Los libros de viajes ocupan un lugar muy destacado en la trayectoria literaria de este escritor leonés (1955). El río del olvido (1990, el más logrado literariamente, recorre los escenarios de su infancia. Otros libros de viajes son Tras-os-Montes (1998) y Cuaderno del Duero (1999). Poeta, articulista y novelista, su novela más difundida sigue siendo La lluvia amarilla (1988). En Las rosas de piedra, su nuevo libro de viajes, ha emprendido una ambiciosa empresa literaria: describir las catedrales de España, a las que dedicará dos volúmenes. En este primero recorre el norte de España, comenzando por la Plaza del Obradoiro.
Historia, literatura, costumbrismo se entretejen en sus recorridos, con la excusa de visitar catedrales, para él “reliquias de un tiempo ido que quedó aprisionado en ellas”. Sorprende en un libro de estas características la total ausencia de referencias religiosas de calado, quizás porque, como ha afirmado Llamazares en una entrevista, en la que no oculta su ateísmo, las catedrales son refugio exclusivo para turistas.

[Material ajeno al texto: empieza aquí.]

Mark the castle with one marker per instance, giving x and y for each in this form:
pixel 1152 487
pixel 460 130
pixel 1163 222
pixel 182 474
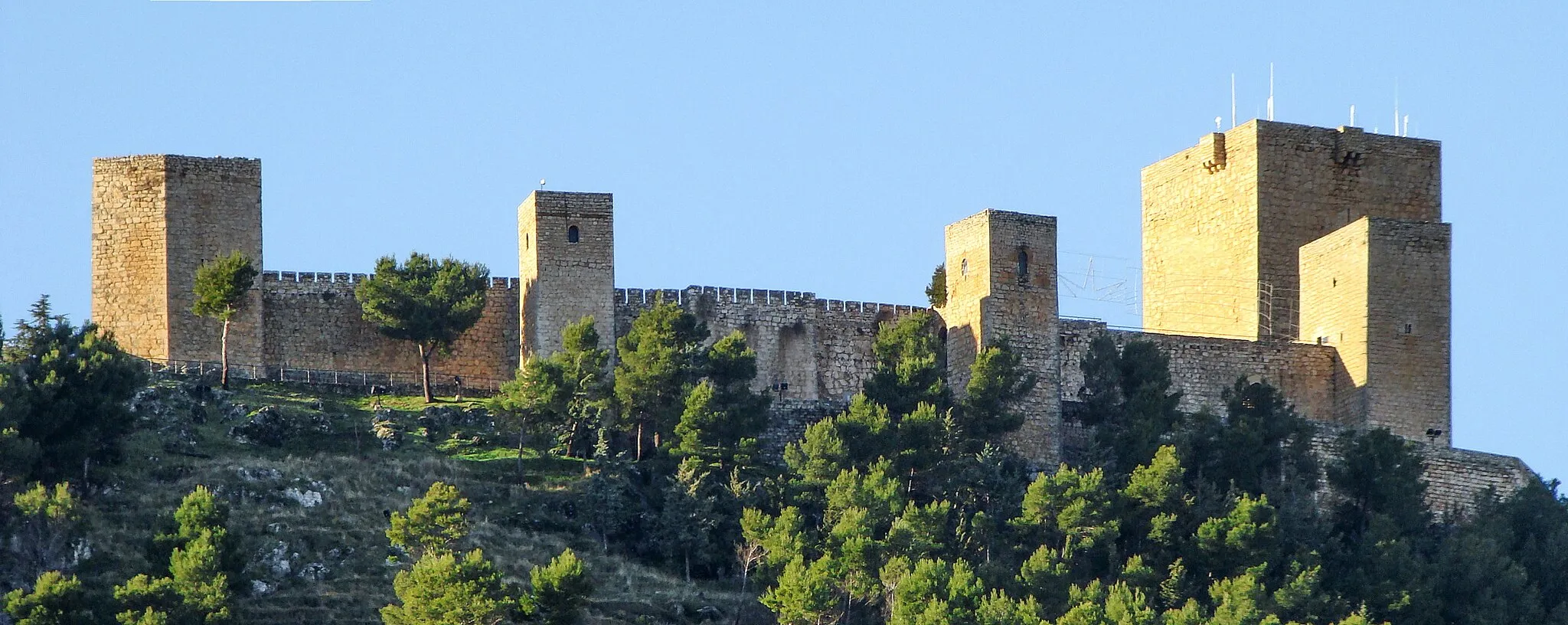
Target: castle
pixel 1307 257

Sin duda, como los que no frecuentan las iglesias para rezar, cree a machamartillo que todos los fieles son turistas o, a lo más, especie en extinción a la que no hay que salvar. Nos sorprendería que un crítico de pintura intentara hablar de un cuadro mostrando solo sus dimensiones, la composición química de la pintura, el tipo de madera del marco, la textura de la tela y la iluminación del sitio donde está colgado, pero no se refiriera en absoluto a lo que ha querido expresar el artista ni a la calidad estética alcanzada. Algo así le pasa a Llamazares con el valor religioso de lo que recorre con tanta erudición.
Llamazares resume las principales características artísticas de cada una de las catedrales, pero esto, lógicamente, no puede sostener exclusivamente el libro. El viajero Llamazares se introduce en el relato y habla con todo tipo de personas de los lugares que visita; ofrece así una imagen más coloquial y cercana con la que contrapone la avalancha de datos históricos y artísticos que hay en el libro. Pero, como ya le ocurriera en Tras-os-Montes y en Cuaderno el Duero, estas conversaciones sobre cuestiones locales y costumbristas son bastante desangeladas y repetitivas, sin que Llamazares acierte con el estilo ni con las anécdotas. De tal manera que esos personajes secundarios -que podían dar al libro la riqueza que aporta el viaje en directo- aparecen y desaparecen sin dejar apenas rastro.